Joffrey de Peyrac éclata de rire.

– C'est me demander beaucoup de grandeur d'âme que de le reconnaître.

– Mais vous êtes capable de toutes les grandeurs, dit-elle avec chaleur.

Il s'interrompit dans sa marche, pour s'arrêter devant elle et la fixer. L'admiration et l'attachement qu'il lisait dans les yeux d'Angélique n'étaient nullement feints. C'était le regard de sa jeunesse où elle livrait, sans retenue, l'aveu d'un amour ardent. Il sut que, pour elle, il n'existait pas d'autre homme que lui, sur terre.

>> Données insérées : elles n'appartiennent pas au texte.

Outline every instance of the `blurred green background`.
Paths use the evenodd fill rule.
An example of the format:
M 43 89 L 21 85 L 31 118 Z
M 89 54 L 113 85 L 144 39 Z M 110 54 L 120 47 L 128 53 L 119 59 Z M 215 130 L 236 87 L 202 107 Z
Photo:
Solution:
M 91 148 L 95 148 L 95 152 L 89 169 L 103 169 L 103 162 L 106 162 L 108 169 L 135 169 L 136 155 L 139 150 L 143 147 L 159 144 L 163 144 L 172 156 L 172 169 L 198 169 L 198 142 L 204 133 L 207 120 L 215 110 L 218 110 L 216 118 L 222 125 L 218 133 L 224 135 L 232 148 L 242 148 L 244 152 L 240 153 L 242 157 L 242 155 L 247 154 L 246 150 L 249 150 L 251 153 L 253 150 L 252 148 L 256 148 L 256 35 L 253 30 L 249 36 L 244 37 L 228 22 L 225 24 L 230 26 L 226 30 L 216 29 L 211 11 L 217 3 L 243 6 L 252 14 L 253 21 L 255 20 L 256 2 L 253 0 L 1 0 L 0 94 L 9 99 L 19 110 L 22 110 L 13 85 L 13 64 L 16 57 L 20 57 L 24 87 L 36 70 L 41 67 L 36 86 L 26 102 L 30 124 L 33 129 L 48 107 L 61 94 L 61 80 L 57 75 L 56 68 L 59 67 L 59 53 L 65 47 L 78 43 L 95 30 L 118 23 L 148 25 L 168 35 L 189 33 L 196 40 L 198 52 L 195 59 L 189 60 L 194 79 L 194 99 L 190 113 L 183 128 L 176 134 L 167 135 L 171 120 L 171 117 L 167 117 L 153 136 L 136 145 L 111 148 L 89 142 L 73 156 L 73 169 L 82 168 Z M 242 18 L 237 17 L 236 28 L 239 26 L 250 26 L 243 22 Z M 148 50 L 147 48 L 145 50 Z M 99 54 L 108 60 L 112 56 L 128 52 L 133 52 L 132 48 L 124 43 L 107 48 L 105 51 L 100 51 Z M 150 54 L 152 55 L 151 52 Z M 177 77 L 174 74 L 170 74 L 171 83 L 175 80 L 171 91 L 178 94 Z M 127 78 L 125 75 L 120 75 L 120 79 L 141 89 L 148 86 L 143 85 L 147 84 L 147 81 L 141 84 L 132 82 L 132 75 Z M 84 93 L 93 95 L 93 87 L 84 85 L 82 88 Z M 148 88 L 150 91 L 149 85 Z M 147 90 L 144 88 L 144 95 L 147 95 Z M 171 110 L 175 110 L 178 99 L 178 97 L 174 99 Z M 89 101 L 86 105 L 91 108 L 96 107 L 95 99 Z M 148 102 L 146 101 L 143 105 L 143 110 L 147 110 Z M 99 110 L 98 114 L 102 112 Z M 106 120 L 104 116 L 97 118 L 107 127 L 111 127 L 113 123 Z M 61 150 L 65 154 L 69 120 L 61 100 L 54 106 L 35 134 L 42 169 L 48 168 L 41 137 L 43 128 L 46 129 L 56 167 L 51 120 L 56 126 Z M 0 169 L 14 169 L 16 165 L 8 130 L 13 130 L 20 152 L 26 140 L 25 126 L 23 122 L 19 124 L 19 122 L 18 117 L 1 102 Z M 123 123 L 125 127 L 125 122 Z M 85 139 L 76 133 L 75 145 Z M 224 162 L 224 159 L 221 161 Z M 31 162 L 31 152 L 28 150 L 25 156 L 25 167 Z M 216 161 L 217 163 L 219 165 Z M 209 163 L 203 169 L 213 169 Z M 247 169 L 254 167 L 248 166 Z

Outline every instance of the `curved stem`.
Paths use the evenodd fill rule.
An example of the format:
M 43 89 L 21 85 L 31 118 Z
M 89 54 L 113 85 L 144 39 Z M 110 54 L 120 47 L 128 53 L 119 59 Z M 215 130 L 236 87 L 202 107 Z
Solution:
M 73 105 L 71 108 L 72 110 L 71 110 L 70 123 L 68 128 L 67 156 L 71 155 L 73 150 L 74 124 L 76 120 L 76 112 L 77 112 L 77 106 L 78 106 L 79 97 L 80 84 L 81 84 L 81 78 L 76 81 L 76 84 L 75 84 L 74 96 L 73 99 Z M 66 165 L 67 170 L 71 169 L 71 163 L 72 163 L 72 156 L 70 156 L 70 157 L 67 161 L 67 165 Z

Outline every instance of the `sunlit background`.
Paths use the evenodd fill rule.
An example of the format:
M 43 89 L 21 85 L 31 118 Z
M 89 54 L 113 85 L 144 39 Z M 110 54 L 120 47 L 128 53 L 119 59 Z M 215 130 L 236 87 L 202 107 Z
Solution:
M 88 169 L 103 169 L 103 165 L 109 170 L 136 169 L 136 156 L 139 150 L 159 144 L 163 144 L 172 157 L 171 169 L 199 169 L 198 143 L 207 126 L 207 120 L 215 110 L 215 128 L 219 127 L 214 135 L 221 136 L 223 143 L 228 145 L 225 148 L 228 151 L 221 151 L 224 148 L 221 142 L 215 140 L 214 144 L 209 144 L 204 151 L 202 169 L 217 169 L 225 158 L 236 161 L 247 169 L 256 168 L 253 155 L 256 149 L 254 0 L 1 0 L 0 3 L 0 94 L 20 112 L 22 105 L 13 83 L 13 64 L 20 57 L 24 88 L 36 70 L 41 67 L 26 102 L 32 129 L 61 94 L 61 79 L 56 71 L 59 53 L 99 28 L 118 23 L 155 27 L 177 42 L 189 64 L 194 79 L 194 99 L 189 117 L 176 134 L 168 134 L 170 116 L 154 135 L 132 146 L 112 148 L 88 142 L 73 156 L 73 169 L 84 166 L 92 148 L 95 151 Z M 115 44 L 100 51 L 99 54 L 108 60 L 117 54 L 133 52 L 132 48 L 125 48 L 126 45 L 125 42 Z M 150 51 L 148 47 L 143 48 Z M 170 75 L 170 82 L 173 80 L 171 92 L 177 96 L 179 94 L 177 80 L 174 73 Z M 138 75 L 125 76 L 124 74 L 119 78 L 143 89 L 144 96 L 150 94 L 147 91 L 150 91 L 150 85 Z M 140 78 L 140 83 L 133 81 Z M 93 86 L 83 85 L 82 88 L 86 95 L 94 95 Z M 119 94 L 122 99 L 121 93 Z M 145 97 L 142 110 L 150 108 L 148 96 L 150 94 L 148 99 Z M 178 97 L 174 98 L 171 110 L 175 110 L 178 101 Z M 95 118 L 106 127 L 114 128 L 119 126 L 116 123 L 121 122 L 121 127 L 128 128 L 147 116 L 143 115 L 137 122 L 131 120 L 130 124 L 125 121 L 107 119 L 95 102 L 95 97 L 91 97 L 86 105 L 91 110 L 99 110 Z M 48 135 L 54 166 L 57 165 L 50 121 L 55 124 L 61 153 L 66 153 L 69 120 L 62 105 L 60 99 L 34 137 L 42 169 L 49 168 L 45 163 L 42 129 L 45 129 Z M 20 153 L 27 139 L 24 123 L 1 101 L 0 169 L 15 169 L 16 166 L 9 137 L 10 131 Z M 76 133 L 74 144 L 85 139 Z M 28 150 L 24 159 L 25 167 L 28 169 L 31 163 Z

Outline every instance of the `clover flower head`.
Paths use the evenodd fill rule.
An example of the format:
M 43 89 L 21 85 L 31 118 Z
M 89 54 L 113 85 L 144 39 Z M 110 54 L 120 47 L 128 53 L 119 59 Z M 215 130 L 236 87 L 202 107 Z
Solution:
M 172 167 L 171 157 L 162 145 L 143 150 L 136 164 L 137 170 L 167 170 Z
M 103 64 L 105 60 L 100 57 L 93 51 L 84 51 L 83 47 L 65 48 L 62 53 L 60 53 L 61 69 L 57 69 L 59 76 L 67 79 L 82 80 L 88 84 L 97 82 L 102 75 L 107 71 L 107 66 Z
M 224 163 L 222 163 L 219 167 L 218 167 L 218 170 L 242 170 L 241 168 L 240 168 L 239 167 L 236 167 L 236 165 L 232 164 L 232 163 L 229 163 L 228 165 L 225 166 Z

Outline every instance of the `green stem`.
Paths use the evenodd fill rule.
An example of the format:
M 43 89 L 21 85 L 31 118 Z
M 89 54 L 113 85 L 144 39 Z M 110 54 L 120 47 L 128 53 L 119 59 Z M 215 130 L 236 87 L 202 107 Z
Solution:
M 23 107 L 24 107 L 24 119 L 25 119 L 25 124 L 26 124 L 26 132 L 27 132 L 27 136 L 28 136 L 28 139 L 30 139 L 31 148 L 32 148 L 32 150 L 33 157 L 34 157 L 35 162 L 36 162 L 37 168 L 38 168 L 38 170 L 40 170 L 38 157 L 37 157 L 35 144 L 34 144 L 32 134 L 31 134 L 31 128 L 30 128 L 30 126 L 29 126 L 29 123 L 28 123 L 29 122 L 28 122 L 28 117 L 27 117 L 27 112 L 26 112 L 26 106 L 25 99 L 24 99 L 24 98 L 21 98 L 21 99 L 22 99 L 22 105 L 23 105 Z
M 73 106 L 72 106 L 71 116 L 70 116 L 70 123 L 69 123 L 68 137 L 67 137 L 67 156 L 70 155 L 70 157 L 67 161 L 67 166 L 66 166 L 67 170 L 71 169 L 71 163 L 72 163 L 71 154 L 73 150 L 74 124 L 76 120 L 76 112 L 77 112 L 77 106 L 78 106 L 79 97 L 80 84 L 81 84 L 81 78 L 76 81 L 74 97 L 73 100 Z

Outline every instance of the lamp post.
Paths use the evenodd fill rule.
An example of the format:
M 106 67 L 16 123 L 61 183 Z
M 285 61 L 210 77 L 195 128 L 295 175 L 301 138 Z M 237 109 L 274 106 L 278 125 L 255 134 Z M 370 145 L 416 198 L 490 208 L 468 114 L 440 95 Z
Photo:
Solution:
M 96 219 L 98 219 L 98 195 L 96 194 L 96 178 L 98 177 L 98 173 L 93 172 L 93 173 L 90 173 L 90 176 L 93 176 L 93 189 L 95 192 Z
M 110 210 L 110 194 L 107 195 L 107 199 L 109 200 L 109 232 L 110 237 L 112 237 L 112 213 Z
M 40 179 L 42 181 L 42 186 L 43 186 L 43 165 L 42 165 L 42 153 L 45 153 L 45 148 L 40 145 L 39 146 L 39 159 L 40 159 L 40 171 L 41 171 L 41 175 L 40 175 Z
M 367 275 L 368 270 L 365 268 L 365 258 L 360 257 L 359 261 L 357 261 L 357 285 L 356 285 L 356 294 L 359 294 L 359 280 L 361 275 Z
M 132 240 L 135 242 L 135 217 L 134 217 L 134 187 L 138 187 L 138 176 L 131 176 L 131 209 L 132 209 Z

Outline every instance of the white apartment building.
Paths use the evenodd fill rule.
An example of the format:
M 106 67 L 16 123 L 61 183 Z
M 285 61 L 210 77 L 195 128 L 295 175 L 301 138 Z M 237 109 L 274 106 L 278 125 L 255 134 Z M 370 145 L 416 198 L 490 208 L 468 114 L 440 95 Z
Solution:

Comment avait-il pu en douter ? La joie le frappa brusquement. C'est à peine s'il entendait Angélique poursuivre son plaidoyer.

*****

– J'ai l'air de pardonner aisément un acte qui vous touche au cœur, Joffrey, et dont les conséquences demeurent irréparables par la mort de vos amis fidèles. L'ingratitude dont on a fait preuve à votre endroit me révolte. Pourtant je continuerai à lutter pour que tout cela n'aboutisse pas à la mort mais à la vie. Il y a parfois des animosités irréductibles. Là n'est pas le cas. Nous sommes tous des êtres de bonne volonté. Nous avons seulement été victimes d'un malentendu et je me sentirais doublement coupable de ne pas chercher à le dissiper.

– Que voulez-vous dire ?

– Joffrey, quand je suis venue vous trouver à La Rochelle ignorant votre identité et vous suppliant de prendre à votre bord ces gens qu'on allait arrêter dans quelques heures, vous avez, en premier lieu, refusé puis, après m'avoir questionnée sur leurs professions, vous avez accepté. L'idée vous était donc venue de les emmener comme colons. Je suis persuadée que dans cette décision que vous veniez de prendre, il n'y avait en vous aucun désir de leur causer du tort et, bien au contraire, votre calcul, tout en servant vos intérêts, était d'offrir à ces exilés une chance inespérée.